TREC 2025 ToT Track Overview
- TREC 2025 ToT Track is a specialized IR challenge focused on retrieving entities from verbose, episodic, and uncertain queries when canonical identifiers are missing.
- It employs diverse methodologies, including sparse, dense, and hybrid retrieval models along with LLM-generated synthetic queries for system evaluation.
- The track highlights key challenges such as handling false memories, hedging, and complex relational clues, paving the way for advanced query understanding.
Tip-of-the-tongue (ToT) retrieval is a specialized information retrieval (IR) challenge that focuses on re-finding entities when the searcher cannot supply a reliable identifier. The TREC 2025 Tip-of-the-Tongue (ToT) track systematically evaluated retrieval systems on this task, expanding into general-domain IR and introducing a spectrum of human and LLM-generated queries. The task emphasizes verbose, uncertain, and error-prone queries, which strain the assumptions of standard sparse and dense retrieval models. TREC 2025 saw significant methodological innovation, strong multi-system participation, and the identification of key open challenges for IR research (Arguello et al., 28 Jan 2026, Zhou et al., 21 Jan 2026).

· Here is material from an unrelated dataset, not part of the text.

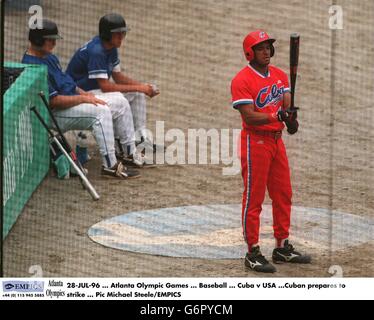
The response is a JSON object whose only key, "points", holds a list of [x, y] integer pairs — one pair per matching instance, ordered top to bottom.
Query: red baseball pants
{"points": [[264, 165]]}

1. Task Definition and Unique Query Characteristics
The TREC 2025 ToT track addresses known-item retrieval when the searcher cannot recall a canonical identifier (e.g., movie title, celebrity name, landmark). Queries typically contain:
- Semantic and episodic memory cues: Features of the item, and contextual details such as where or when the entity was last experienced.
- Non-standard linguistic phenomena: Hedging or uncertainty indicators (“I think”), explicit negative constraints (“but not this one”), false memories (incorrect details), relative comparisons (“more like X than Y”), and social niceties.
- Query verbosity: ToT queries are substantially longer and more complex than typical keyword or natural language queries, often exceeding 300 characters.
These features fundamentally challenge standard IR systems, which rely on concise, focused queries and often lack mechanisms to process uncertainty, negate facts, or handle misremembered details (Arguello et al., 28 Jan 2026).
2. Data Resources and Test Query Design
Corpus
- The document collection is a 2023 English Wikipedia dump, filtered to approximately 6.4 million articles spanning 53 broad domains.
- Each article includes a unique identifier, title, URL, full text, and section markers.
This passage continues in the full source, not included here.